Companies like Apple and Samsung, who have themselves been hoarding onto chips from the start, have revised their production estimates and lowered them due to the chip crunch. Apple recently announced that the chip shortage will hamper iPhone production, since it has already been adversely been impacting the sales of iPads and Macs. And all of this is after the fact that Apple now produces its own chips that are used in their newer models for the iPhone and the Macbook product lines.
And since the pandemic has been reigned in by the onset of worldwide vaccinations, the Recovery Affect will come into play beautifully here. This is one of the primary reasons why companies are unable to meet their current demands because of a high backlog of orders that are already pending for their products. Even Tesla was one of the companies that encouraged the use of alternative chips and reduced their production projections for the next year.
According to leaders in the world, the chip shortage is supposed to last for another 2-3 years, with the current levels of production, and existing backlogs taken into account. During this time, majority of the impact of the shortage of chips will be borne by the automobile industry, due to an already depleted level of stock of chips, as well as the allocation of resources by semiconductor manufacturers for the production of chips for the consumer electronics segment.
Governments around the world are trying to deal with this issue in order to overcome the crisis. Joe Biden recently encouraged a for a push in the domestic semiconductor manufacturing industry, and asked for a $50 dollar investment as well. This investment is supported by a bill that has already been passed by the Senate in order to curb the supply crunch by providing manufacturers tax credits and other incentives to boost production levels and reduce dependency on outside sources.

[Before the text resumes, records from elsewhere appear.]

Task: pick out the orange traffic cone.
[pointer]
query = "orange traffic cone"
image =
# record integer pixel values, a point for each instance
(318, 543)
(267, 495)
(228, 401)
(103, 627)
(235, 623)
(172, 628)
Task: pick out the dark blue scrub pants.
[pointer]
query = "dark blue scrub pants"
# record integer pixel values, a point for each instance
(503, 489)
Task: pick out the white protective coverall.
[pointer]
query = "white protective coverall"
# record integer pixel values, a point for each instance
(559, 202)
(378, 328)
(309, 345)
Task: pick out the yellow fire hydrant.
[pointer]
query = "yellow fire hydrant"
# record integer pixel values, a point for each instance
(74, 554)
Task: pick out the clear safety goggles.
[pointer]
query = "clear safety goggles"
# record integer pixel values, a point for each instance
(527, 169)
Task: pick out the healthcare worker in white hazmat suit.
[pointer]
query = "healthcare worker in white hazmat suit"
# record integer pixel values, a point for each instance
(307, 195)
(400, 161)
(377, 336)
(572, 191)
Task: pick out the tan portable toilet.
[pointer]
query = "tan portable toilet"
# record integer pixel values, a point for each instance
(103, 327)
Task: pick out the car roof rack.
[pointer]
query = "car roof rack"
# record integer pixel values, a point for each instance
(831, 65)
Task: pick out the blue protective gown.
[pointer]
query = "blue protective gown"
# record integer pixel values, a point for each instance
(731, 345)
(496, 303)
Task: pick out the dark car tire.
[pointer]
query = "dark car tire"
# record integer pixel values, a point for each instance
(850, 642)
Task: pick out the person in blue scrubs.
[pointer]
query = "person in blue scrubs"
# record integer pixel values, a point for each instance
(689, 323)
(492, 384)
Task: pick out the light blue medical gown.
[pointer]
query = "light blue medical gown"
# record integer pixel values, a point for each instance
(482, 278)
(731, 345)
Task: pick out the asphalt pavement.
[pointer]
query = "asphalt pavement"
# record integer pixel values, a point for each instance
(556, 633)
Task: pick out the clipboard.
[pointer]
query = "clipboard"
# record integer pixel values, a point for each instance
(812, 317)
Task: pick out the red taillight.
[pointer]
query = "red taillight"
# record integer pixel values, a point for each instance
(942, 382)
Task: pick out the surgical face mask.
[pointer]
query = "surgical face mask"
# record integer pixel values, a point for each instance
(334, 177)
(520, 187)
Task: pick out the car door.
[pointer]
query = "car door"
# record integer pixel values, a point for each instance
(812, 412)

As far as India is concerned, it has faced its own set of issues. Given that the automobile industry was already a bit unstable after 2019, this wave of the shortage of semiconductors has impacted it even further, with brands like Maruti Suzuki increasing the prices of their vehicles and slowing down on production in order to keep up with the current supply levels. Even Mahindra’s Thar has had the longest waiting period for an automobile due to the very same reasons.
So, given that this shortage is going to continue for the next two or three years, it is safe to say that until the shortage gets back to normal, buying almost any sort of consumer good will have a heavier impact on your pocket, and that the overall demand of the products will only continue to rise while the existing supply levels dwindle. Until and unless this shortage is dealt with, the world will continue to face a backlog of products waiting to be produced, which will definitely hamper the global economy’s production capacity. So until then, spending on consumer electronics isn’t advised, but if you’re someone who can afford it, buy two iPhones and gift me one.